On April 1, 2004, we acquired Ochsner Health Plan, or Ochsner, from the Ochsner Clinic Foundation for
$157.1 million in cash. Ochsner, a Louisiana health plan, added approximately 152,600 commercial medical
members, primarily in fully insured large group accounts, and approximately 33,100 members in the Medicare
Advantage program.
These transactions are more fully described in Note 3 to the consolidated financial statements included in
Item 8.—Financial Statements and Supplementary Data.
Recently Issued Accounting Pronouncements
In December 2004, the Financial Accounting Standards Board issued SFAS No. 123R, Share-Based
Payment, or SFAS 123R, which requires companies to expense the fair value of employee stock options and
other forms of stock-based compensation. This requirement represents a significant change because fixed-based
stock option awards, a predominate form of stock compensation for us, were not recognized as compensation
expense under Accounting Principles Board Opinion No. 25, Accounting for Stock Issued to Employees. SFAS
123R requires that the cost of the award, as determined on the date of grant at fair value, be recognized over the
period during which an employee is required to provide service in exchange for the award (usually the vesting
period).
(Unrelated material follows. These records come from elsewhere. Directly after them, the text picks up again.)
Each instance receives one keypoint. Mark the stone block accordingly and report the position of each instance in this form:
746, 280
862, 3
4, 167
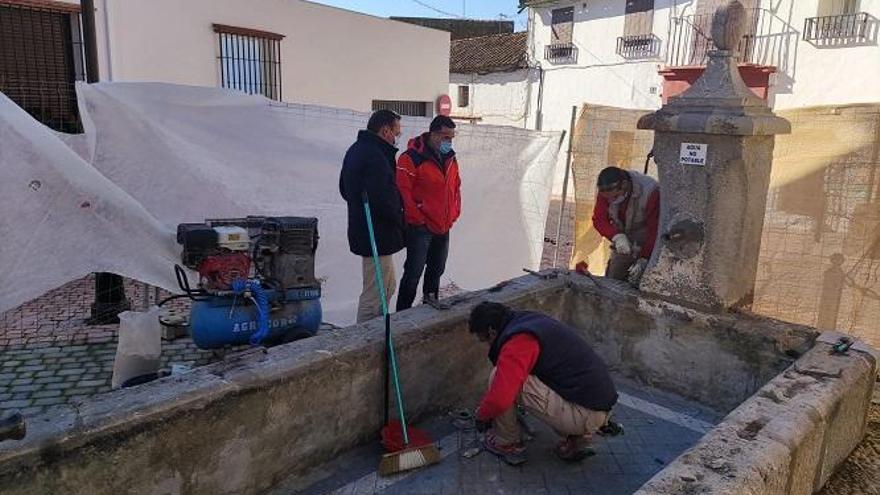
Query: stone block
26, 388
13, 404
46, 393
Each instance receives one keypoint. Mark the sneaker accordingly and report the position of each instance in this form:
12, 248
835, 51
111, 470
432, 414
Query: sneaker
528, 433
512, 454
433, 301
574, 449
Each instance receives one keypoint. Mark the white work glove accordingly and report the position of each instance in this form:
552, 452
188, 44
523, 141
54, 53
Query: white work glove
636, 271
622, 244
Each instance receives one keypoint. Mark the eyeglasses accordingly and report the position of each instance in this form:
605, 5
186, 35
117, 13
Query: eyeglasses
611, 187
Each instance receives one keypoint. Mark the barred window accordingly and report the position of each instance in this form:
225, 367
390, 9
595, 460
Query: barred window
464, 96
250, 60
410, 108
41, 57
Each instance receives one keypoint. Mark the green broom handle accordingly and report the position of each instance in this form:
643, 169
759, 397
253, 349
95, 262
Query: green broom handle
384, 300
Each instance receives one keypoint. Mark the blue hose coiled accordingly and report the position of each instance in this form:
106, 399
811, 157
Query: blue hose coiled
261, 300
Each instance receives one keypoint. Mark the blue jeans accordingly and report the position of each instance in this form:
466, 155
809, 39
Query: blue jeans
426, 252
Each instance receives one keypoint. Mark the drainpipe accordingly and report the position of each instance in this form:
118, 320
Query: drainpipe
90, 40
109, 293
107, 45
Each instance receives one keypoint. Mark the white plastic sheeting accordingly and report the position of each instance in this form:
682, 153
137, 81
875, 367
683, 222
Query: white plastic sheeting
155, 155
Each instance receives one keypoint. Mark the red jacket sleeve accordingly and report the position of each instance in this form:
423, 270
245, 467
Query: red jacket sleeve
515, 363
652, 220
601, 222
406, 178
457, 194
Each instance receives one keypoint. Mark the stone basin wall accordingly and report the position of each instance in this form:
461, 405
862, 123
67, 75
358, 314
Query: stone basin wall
241, 426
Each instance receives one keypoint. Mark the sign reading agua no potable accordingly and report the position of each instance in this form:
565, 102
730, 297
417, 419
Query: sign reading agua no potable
693, 154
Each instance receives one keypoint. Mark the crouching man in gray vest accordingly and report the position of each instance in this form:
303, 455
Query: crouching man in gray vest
627, 213
549, 370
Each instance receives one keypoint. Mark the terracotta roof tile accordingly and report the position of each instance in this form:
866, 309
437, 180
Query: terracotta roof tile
493, 53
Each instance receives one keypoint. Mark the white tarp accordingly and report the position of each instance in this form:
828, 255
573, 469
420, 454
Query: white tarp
155, 155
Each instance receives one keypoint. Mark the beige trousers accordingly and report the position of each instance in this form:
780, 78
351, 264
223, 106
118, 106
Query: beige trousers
539, 400
369, 305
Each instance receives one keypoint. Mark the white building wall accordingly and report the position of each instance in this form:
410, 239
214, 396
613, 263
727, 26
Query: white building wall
329, 56
499, 98
826, 76
810, 75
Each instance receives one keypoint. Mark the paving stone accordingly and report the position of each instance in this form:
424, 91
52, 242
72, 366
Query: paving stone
84, 392
26, 388
46, 393
49, 350
91, 383
50, 401
70, 371
30, 367
12, 404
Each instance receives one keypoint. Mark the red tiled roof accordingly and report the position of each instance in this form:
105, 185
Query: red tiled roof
493, 53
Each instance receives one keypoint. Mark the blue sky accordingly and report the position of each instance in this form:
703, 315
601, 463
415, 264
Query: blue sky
474, 9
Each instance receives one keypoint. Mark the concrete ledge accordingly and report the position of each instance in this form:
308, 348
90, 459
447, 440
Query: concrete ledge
788, 438
239, 427
719, 360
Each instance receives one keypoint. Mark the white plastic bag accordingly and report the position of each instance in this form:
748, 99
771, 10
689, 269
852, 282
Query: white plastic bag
140, 345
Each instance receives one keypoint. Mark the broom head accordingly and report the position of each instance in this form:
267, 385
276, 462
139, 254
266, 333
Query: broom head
409, 458
392, 437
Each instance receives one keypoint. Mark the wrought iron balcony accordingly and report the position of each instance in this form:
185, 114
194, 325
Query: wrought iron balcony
638, 46
837, 28
561, 53
769, 41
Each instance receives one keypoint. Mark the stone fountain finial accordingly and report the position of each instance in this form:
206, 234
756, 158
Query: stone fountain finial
713, 146
729, 25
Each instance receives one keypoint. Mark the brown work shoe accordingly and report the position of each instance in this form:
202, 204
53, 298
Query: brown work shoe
513, 454
574, 449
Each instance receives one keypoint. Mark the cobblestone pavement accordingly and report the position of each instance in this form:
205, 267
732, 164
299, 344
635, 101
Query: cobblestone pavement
35, 377
658, 427
50, 356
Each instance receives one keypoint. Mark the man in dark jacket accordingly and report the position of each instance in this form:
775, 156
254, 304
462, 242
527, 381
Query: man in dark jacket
427, 176
547, 368
369, 166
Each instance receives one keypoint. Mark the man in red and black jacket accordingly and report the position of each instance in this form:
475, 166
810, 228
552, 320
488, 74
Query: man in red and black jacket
627, 213
428, 180
548, 369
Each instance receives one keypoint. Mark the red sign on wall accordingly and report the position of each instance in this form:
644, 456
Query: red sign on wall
444, 105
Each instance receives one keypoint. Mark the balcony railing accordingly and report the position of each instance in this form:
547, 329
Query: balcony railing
638, 46
847, 27
769, 41
561, 53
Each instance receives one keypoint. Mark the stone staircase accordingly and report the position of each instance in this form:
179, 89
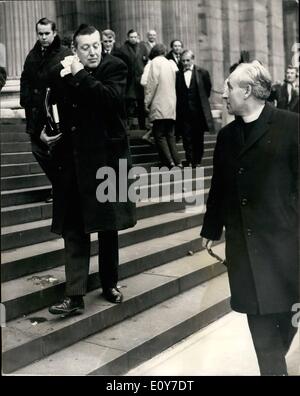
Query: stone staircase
171, 287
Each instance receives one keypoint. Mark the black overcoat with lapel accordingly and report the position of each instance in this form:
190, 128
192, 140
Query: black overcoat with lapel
254, 195
91, 111
33, 82
203, 83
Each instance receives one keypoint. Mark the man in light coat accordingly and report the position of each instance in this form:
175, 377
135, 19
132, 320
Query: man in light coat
254, 195
89, 94
160, 102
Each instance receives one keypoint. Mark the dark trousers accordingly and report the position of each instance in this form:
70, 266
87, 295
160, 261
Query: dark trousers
164, 134
43, 156
135, 107
77, 254
193, 137
272, 336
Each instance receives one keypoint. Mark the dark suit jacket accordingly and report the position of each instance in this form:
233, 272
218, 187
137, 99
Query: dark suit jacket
34, 82
204, 87
254, 195
171, 57
90, 107
138, 58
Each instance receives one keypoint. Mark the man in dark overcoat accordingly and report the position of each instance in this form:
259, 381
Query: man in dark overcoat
254, 195
137, 54
89, 92
286, 95
46, 53
194, 115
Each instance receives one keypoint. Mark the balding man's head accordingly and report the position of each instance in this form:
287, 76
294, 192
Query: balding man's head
256, 76
249, 83
151, 36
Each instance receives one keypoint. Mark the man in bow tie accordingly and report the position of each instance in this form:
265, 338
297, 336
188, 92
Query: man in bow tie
286, 95
175, 53
193, 109
47, 52
89, 91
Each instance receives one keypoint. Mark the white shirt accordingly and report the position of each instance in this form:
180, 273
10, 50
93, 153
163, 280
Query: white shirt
188, 76
254, 116
289, 87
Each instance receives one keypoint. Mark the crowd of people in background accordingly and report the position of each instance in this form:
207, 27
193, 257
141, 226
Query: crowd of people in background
165, 91
254, 189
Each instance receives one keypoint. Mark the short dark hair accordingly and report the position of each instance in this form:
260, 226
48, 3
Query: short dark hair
157, 50
108, 33
294, 68
187, 52
131, 31
46, 21
82, 30
173, 41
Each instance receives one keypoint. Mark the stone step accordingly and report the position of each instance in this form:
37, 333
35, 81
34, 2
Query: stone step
24, 196
24, 343
13, 137
49, 254
26, 234
20, 169
24, 156
40, 179
33, 167
21, 196
28, 294
19, 214
124, 346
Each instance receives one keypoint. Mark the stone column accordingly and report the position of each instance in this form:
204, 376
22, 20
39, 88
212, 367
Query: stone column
253, 25
275, 39
231, 33
20, 18
211, 49
141, 15
180, 21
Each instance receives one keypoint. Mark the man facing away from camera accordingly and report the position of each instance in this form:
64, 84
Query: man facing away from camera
46, 53
89, 91
254, 195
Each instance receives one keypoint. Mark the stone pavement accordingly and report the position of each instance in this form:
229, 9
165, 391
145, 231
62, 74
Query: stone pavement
223, 348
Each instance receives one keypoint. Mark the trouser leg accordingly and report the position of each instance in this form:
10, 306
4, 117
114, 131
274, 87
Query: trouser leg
77, 257
171, 140
287, 330
141, 113
198, 143
161, 142
108, 258
77, 246
268, 344
187, 140
42, 155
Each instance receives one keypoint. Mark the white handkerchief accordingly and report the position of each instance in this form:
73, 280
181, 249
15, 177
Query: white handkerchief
65, 71
67, 60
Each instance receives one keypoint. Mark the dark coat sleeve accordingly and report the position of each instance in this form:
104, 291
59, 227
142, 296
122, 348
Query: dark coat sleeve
206, 82
107, 93
214, 219
25, 84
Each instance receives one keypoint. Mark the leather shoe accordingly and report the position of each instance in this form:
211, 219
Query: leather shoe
113, 295
68, 306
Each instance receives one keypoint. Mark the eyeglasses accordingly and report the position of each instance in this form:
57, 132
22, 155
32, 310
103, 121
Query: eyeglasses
214, 255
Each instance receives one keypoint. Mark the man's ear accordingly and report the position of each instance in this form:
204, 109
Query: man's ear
248, 91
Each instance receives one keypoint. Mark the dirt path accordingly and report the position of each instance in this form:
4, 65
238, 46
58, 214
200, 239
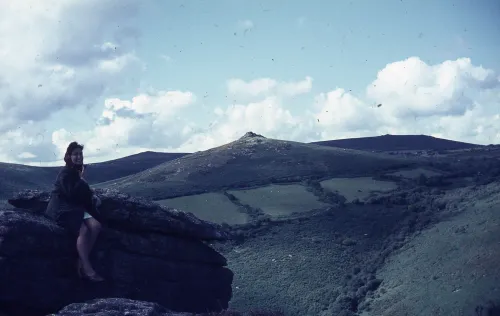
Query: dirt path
448, 269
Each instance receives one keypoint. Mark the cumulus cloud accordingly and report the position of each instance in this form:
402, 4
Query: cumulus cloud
61, 54
454, 99
145, 122
267, 86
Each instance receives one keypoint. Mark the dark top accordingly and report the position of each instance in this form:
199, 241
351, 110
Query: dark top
70, 197
73, 189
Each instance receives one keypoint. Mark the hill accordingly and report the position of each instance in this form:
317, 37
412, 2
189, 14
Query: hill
397, 143
15, 177
250, 161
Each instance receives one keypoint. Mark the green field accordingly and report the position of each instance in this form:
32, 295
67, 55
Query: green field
213, 207
415, 173
357, 188
279, 200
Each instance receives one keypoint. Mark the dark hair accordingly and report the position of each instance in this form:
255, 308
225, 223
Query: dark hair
67, 156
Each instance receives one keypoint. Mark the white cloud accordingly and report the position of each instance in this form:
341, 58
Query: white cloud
145, 122
267, 86
58, 56
454, 100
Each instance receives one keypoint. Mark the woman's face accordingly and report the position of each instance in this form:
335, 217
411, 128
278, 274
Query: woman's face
77, 156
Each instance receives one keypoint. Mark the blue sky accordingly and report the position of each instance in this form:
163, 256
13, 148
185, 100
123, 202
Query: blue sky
127, 76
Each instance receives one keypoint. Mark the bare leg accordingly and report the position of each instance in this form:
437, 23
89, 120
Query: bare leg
95, 228
83, 248
88, 234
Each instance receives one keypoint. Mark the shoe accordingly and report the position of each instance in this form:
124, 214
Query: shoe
94, 277
79, 268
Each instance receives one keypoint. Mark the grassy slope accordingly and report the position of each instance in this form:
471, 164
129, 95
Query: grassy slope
250, 161
397, 142
450, 268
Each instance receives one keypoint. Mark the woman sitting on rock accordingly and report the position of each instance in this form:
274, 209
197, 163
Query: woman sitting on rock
73, 206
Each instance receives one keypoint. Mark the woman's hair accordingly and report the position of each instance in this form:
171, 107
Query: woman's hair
67, 157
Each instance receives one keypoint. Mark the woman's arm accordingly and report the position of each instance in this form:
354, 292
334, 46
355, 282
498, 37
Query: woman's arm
75, 189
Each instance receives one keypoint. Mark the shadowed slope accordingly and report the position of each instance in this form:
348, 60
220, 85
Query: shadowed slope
16, 177
397, 142
249, 161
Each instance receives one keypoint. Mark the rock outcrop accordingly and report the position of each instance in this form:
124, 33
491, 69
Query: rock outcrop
145, 252
117, 307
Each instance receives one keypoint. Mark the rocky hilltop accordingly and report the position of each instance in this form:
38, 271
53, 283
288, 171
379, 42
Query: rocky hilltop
251, 160
146, 252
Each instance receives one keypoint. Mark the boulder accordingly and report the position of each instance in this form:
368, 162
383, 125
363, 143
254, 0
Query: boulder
117, 307
146, 252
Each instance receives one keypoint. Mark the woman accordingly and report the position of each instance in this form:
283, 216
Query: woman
72, 206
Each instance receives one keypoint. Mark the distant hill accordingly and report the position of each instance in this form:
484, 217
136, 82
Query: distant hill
117, 168
250, 160
15, 177
397, 143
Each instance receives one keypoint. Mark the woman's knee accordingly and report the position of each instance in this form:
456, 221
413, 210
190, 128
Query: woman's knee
94, 225
84, 229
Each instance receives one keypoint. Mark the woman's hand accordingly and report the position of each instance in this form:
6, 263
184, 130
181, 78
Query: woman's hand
81, 172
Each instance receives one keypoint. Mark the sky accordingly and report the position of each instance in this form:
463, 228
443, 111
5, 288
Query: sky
126, 76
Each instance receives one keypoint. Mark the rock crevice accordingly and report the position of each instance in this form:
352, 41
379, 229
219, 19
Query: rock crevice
145, 252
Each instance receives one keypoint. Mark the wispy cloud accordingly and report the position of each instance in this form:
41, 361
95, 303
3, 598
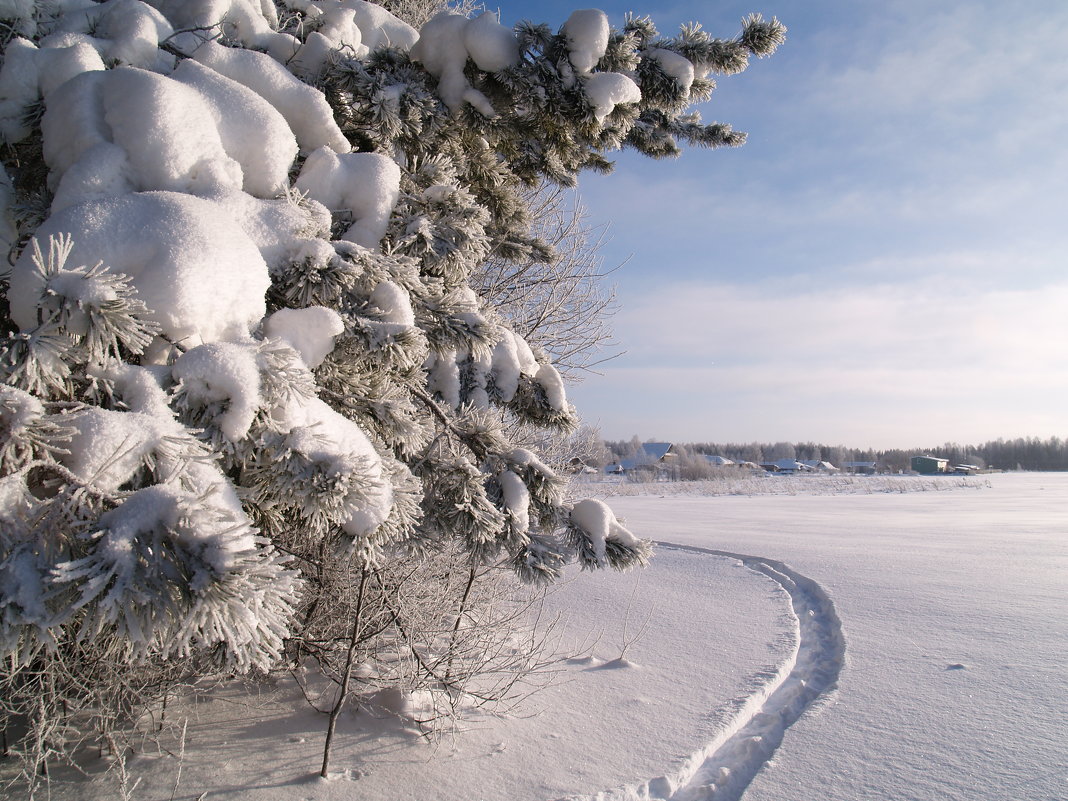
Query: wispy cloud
924, 362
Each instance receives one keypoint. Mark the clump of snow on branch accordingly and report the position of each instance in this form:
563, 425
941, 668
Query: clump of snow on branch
449, 41
245, 305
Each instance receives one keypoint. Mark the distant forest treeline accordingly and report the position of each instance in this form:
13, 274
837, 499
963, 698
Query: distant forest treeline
1024, 453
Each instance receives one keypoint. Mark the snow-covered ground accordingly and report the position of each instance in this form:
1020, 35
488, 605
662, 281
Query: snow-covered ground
948, 607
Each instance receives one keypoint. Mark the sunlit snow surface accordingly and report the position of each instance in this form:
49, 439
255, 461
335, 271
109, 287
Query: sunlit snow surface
956, 640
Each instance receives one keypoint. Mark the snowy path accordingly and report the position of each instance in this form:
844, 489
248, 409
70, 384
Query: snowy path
722, 770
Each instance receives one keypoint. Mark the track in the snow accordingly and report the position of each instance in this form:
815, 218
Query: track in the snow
723, 769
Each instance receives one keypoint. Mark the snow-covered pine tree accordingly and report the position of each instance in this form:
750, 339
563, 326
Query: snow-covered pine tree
245, 364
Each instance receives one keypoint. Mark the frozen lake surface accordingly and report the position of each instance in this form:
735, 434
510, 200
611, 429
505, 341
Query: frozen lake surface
951, 609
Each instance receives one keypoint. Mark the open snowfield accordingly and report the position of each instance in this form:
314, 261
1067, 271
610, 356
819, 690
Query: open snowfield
900, 645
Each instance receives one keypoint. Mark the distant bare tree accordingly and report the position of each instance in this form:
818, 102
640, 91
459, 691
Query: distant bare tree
561, 305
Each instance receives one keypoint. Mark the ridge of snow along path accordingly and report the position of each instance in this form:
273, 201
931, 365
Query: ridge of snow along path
723, 769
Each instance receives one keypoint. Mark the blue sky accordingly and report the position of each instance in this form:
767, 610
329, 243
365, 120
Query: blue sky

The grant-date fair value of the award will be estimated using option-pricing models. In addition, certain
tax effects of stock option exercises will be reported as a financing activity rather than an operating activity in the
statements of cash flows. We adopted SFAS 123R on January 1, 2006 under the retrospective transition method
using the Black-Scholes pricing model. The effect of expensing stock options under a fair value approach using
the Black-Scholes pricing model reduced diluted earnings per common share, as retroactively restated for the
adoption of SFAS 123R, by $0.08 in 2005, $0.06 in 2004, and $0.03 in 2003 as more fully disclosed in Note 2 of
the consolidated financial statements included in Item 8.—Financial Statements and Supplementary Data. In
addition, the classification of cash inflows from any excess tax benefit associated with exercising stock options
will change from an operating activity to a financing activity in the consolidated statements of cash flows with no
impact on total cash flows. We estimate the impact of this change in classification will decrease operating cash
flows (and increase financing cash flows) by approximately $15.5 million in 2005, $3.7 million in 2004, and
$15.2 million in 2003.
On February 23, 2006, the Board of Directors approved the issuance of 1,517,507 additional options and
restricted stock awards. This grant was weighted more towards awards of restricted stock than stock options as
compared to grants made in prior years. Consequently, compensation expense for 2006 is anticipated to be $0.08
per diluted common share related to stock options due to adopting SFAS 123R and $0.05 per diluted common
share related to restricted stock. These amounts, which in total are in line with previous guidance, are dependent
on certain assumptions, including additional grants during 2006. As disclosed above, the pro forma effect of
expensing stock options was $0.08 per diluted common share in 2005 and, as disclosed in Note 11 of the
consolidated financial statements included in Item 8.—Financial Statements and Supplementary Data,
compensation expense related to restricted stock awards was $0.02 per diluted common share in 2005.